While we’ve heard a lot about mindfulness making its way into U.S. politics, with Congressman Tim Ryan‘s (D-Ohio) book A Mindful Nation and Ryan inviting hill staffers to a weekly meditation session, it looks like U.K. mindfulness is taking off, too—right in the halls of parliament.
We reported in the August issue of Mindful magazine that Chris Ruane, the Vale of Clwyd MP, had invited 12 MPs to spend 75 minutes a day meditating for 8 weeks. And it looks like Ruane’s efforts as parliament’s leading advocate for mindfulness are paying off. So far, more than 50 MPs have participated in the mindfulness course Ruane set up in conjunction with the Oxford Center for Mindfulness. The Huffington Post reported that another round of the 8-week course is due to start in February, with a further 25 signed up.
From the article:
“People are far from their natures,” Ruane, a member of the home affairs committee and a former Labour whip, explains. “The whole pace of life has speeded up.
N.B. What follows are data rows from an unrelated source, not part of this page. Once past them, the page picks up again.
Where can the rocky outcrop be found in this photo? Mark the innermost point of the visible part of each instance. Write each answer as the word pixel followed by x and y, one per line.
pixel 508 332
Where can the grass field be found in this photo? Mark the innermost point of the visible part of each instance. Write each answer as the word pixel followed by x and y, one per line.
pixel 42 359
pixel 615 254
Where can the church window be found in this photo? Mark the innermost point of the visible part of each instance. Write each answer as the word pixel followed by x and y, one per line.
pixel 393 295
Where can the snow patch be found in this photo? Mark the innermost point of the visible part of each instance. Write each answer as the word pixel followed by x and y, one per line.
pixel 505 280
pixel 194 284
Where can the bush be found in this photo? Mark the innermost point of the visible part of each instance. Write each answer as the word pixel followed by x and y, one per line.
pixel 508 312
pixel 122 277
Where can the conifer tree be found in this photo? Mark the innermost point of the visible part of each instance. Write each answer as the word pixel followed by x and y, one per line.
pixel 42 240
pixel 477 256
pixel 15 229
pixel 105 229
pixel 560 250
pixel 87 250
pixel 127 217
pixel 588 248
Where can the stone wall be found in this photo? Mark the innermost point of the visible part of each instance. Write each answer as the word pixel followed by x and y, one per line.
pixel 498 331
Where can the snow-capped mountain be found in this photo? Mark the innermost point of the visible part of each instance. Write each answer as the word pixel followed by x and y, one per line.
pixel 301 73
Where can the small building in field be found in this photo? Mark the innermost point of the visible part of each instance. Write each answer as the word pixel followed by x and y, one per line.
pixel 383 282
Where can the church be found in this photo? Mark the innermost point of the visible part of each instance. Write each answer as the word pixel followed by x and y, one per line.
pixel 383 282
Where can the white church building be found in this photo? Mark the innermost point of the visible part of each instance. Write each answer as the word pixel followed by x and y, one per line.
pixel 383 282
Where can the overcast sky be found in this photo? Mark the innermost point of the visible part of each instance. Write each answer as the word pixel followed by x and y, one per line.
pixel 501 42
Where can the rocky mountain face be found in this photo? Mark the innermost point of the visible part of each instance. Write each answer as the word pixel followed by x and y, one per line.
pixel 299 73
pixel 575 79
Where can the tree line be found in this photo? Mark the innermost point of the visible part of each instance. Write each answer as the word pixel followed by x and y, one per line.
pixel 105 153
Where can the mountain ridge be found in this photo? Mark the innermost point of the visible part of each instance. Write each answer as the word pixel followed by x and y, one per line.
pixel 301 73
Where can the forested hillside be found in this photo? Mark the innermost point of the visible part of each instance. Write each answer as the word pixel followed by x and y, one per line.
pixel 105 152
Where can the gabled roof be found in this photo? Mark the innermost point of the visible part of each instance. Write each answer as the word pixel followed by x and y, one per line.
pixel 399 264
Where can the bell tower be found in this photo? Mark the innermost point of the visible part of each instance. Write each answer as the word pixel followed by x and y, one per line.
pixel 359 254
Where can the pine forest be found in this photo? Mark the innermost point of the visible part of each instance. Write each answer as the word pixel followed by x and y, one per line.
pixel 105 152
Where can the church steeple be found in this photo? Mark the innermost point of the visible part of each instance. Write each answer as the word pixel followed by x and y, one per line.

We are all on a hedonic treadmill. You get on it in the morning and you’re on it all day long,” he says. “How fast do you want to go on a treadmill? Have you got the means and mechanisms to slow yourself down or step off? I think mindfulness can help. It’s helped for me. And those MPs and Lords speak about rebalancing their lives, re-prioritising, deciding what’s important.”